Picking and Choosing

I like to pick and choose. My mom would have called it ‘being discriminating’. As in, perceptive, insightful, astute. Choosing to have only one drink at a party. Choosing to get eight hours sleep per night. Choosing to put the girls in private schools. Charting a difference in the options that are available and making choices, hopefully, good ones.

You can pick and choose your ideology as in a system of ideas and ideals, esp. one that forms the basis of economic or political theory and policy. And we do, pick and choose. We seek cogent arguments to back up our choices. We can be social and fiscal conservatives. Social conservatives and fiscal liberals or mix and match anyway we choose. Ideology allows us to build a system that works for us. I can like all or part of an ideology, I can blend ideologies and make that work for me.

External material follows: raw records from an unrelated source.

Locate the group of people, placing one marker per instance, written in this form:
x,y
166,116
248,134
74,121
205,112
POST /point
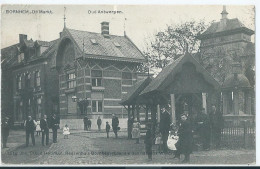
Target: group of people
x,y
206,126
45,124
115,125
87,123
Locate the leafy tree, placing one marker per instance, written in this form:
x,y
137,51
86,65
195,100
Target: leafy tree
x,y
172,42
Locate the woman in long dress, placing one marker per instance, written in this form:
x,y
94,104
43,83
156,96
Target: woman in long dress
x,y
66,132
136,131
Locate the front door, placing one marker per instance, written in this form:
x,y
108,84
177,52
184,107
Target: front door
x,y
190,103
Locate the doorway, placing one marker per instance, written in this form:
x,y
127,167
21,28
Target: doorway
x,y
189,103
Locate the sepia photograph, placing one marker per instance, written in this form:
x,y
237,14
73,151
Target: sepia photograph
x,y
128,85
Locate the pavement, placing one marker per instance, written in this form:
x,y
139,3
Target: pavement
x,y
92,147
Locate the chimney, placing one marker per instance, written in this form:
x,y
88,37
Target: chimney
x,y
223,20
236,68
224,13
22,37
105,29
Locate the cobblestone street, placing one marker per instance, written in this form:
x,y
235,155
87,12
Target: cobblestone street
x,y
94,148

It is difficult when we are ideological as in adhering to a system. It is also difficult when we use that term ideological as a pejorative when talking about those of a certain political party, usually the opposite political party, whichever that is. I see a problem today in the place where ideology and faith cross paths. There may be some ideology in faith, but there is no faith in ideology. Faith is a strong belief in God, or in the doctrines of religion based on spiritual understanding rather than proof. In faith, Catholic faith, there is no option to pick and choose.

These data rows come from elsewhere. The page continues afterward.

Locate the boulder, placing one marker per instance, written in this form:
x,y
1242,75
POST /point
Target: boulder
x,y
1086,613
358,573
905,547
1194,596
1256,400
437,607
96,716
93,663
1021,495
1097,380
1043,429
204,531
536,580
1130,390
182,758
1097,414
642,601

I believe. I don’t know. I have faith.

Right now, Pope Francis is getting a lot of press for his statements, both verbal and visual. As a cradle Catholic, I would say, Francis has mastered the Marshall McLuhan ‘medium is the message’ ideal, lol, how like a Jesuit! Staying out of the Papal Apartments–brilliant. Talking about the inclusive Church–also brilliant. His most recent statement about the ‘tyranny of unfettered capitalism’ has the progressives cheering and the conservatives aghast. Why? Because they are trying to fit a faith based statement about the dignity of man into their ideology. Francis, no less than his predecessors, all of them, believes; he is speaking from faith. What both sides forget is that he believes that abortion is a sin, and so is same sex marriage, no matter how much his faith is inclusive. The Pope represents a total belief system, no options to pick and choose, a faith that has outlasted most ideologies. I believe. A lot. Totally. I have faith.